Sunday, 12 May 2013

Permisalan Teman Yang Baik Dan Teman Yang Buruk.


عن أبي موسي الأشعري t أن النبي r قال: «إنما مثل الجليس الصالح وجليس السُّوء كحامل المسك ونافخ الكير, فحامل المسك إما أن يحذيك وإما أن تبتاع منه وإما أن تجد منه ريحًا طيبة, ونافخ الكير إما أن يحرق ثيابك وإما أن تجد منه ريحًا منتنة» [رواه البخاري ومسلم].




Dari Abu Musa al-As'ari semoga Allah meridhainya, bahwa Nabi Shalallahu 'alaihi wa sallam pernah bersabda: "Perumpamaan teman yang baik dan teman yang buruk adalah seperti panjual minyak wangi dan pandai besi, adapun penjual minyak wangi mungkin saja dia akan memberimu hadiah  (minyak wanginya) kalau pun tidak kamu bisa membelinya , jika tidak maka kamu akan mendapatkan darinya aroma wanginya. Adapun pandai besi bisa jadi bajumu akan terbakar olehnya, bila tidak kamu akan mendapati bau yang tidak sedap".   HR Bukhari dan Muslim.

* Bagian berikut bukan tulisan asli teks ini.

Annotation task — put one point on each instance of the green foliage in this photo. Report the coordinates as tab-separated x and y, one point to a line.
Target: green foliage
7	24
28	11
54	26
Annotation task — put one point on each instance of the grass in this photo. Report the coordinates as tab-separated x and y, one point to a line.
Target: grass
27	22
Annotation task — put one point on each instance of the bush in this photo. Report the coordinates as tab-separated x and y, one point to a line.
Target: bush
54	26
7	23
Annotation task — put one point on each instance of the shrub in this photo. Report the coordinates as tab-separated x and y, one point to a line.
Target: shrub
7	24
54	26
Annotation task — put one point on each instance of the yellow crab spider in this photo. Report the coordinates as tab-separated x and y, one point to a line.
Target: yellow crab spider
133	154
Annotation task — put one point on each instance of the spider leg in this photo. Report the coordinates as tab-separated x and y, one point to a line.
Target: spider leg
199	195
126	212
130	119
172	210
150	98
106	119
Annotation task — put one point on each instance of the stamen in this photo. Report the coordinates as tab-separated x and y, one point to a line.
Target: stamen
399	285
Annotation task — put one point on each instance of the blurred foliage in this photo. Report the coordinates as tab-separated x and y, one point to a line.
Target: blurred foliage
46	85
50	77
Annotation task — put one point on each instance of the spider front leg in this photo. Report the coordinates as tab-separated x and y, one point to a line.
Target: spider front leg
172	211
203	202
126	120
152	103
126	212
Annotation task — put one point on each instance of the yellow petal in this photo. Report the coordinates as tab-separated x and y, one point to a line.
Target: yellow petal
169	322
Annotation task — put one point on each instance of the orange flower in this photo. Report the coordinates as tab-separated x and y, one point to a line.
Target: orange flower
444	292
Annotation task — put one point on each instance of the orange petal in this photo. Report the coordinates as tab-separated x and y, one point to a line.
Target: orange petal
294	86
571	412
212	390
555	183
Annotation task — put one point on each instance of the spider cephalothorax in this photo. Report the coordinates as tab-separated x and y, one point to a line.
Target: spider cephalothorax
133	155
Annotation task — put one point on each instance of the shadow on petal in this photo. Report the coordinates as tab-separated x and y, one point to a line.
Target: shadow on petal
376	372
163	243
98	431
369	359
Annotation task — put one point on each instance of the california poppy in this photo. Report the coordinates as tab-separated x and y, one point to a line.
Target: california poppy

Artinya menghadiahkan kepadamu.
  • Engkau membeli darinya. 
  • Ini adalah sebuah pengajaran yang sangat bermanfaat dan permisalan yang luar biasa, di mana Nabi Shalallahu 'alaihi wa sallam memisalkan seorang teman yang shalih dengan teman jelek, adapun temanmu yang shaleh akan memberimu ilmu atau pelajaran yang bermanfaat, perkataan yang jujur, membuatmu dahaga akan ilmu agama dan dunia, mengajakmu kepada kebaikan, melarangmu dari kemunkaran, mengajarimu untuk instropeksi diri, sehingga  akan menyibukkan dirimu dengan kebaikan dan akan memalingkan mu dari mencari aib orang lain.

        
Dan begitu juga apabila kamu mengingatkannya dan menasehatinya dia akan berterimakasih kepadamu, apabila kamu menghadiri majelisnya dia akan menghormatimu, apabila kamu tidak ada di sisinya dia akan menyebutmu dengan kebaikan, apabila kamu mengundangnya untuk kebaikan dia akan memenuhi undanganmu, dan apabila kamu membutuhkannya maka dia akan berusaha membantumu menyelesaikan urusanmu walaupun hal itu adalah berat,
        
Secara global teman yang shalih adalah bagaikan seorang guru, pendidik dan orang yang bisa di mintai bantuan kapan saja, karena nasehatnya, kebijaksanaannya, dan ucapannya adalah berfaidah, dia selalu mengajakmu kepada kebaikan dan keutamaan dengan perkataannya dan perbuatannya, maka bersungguh-sungguhlah kamu dalam menghadiri majlisnya, karena mereka termasuk kaum yang tidak ada kerugian apabila bermajelis dengan mereka.
       
Dan adapun teman yang buruk dia tidak akan mengajakmu kepada kebaikan, tidak melarangmu dari kejelekan, dan kalaupun dia melakukannya tentu karena memiliki maksud tertentu, bahkan dia akan berusaha menyesatkanmu, dan apabila kamu mengarahkannya kepada kebaikan dia akan berusaha memuaskanmu dengan kemarahan Allah, dan mengganti kemuliaanmu dengan kemaksiatan kepada Allah, dia tidak berusaha membantu kesulitanmu, memaksa agar kamu condong kepada dia dan kemauannya, serta gagasannya yang menyimpang, untuk membela perbuatanya yang mungkar dan  meremehkan. Maka hati-hati lah kamu dari duduk-duduk dengannya, karena sesungguhnya dia adalah termasuk kaum yang celaka yang tidak layak duduk-duduk bersama mereka.